Your fear is not your own but the emotions of others you have collected along the way. Only thieves keep what is not theirs and you my child are no thief. Release what is theirs, find yourself in the rumble. A castle you build will never crumble. You have been putting pieces together creating blankets of trauma to sleep in. The ABYSS is a place you sleep with to create new energies... do not stay and absorb what is meant to flow through. Flow like the waves, allow yourself to feel love from yourself.


As I look through my past with a bird's eye view unknown to me, I see EVERYthing.. OMG I finally see it all... I am flawed but damn I am beauty. The treacherous waters were never the problem. I was not a problem and yet I became one for myself when I stopped see my worth. Why was it so hard to appreciate my resilience and persistence? Was it really suppressed? Was I so exhausted with proving my worth in this world that I just gave in to the voice while still pushing forward? What the fuck kind of life was that? I understood that there was being humble and not allowing yourself to be proud of your milestones in life. I hadn't really allowed myself to gloat on all I have been through and remaining steadfast into the future for a better me.


I walked out of the past with less of me, an ethereal version I have only dreamed of. The moonbeams cleansing my spirit as I gave her permission to set me free from all of it. Allowing myself to feel safe in my spirituality and those I work with.

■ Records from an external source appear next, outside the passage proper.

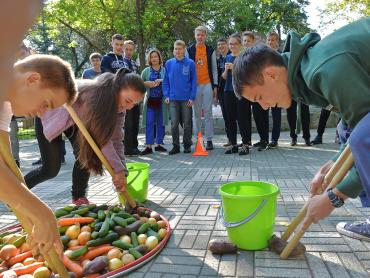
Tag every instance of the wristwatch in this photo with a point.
(336, 201)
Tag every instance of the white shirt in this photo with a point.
(5, 115)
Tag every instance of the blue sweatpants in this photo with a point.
(154, 117)
(359, 142)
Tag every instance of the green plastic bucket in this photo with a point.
(248, 212)
(137, 181)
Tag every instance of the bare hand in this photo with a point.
(119, 181)
(319, 207)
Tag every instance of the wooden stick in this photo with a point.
(97, 151)
(51, 257)
(342, 170)
(328, 178)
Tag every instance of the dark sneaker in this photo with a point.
(317, 140)
(174, 150)
(228, 144)
(148, 150)
(358, 230)
(81, 201)
(244, 150)
(273, 145)
(159, 148)
(209, 146)
(263, 146)
(233, 149)
(307, 142)
(38, 162)
(293, 142)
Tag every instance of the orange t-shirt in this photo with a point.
(201, 65)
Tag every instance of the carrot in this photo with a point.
(70, 221)
(19, 258)
(28, 269)
(72, 266)
(94, 275)
(93, 253)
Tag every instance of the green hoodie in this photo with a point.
(333, 73)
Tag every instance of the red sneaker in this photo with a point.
(80, 201)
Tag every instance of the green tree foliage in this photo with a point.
(73, 29)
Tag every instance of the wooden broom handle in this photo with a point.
(51, 257)
(330, 177)
(343, 164)
(97, 151)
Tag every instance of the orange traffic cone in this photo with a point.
(199, 149)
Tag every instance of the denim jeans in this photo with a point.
(179, 108)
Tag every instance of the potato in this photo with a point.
(221, 247)
(8, 251)
(114, 264)
(42, 272)
(127, 258)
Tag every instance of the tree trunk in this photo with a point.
(140, 9)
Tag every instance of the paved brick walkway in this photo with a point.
(185, 189)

For the first time, I felt accepted by myself and willingly gave an open line to receive. My biggest wound of trust in others was broken in that moment when I allowed myself to see that the spirits who reside on the other side of veil have always protected me. Now I cannot go back, apologizes being dished out in buffet form. Only getting grace and compassion in return.


**Inhales the night air***



Life enters back in my lungs, and I feel like Pandora reborn without deceit or jealousy.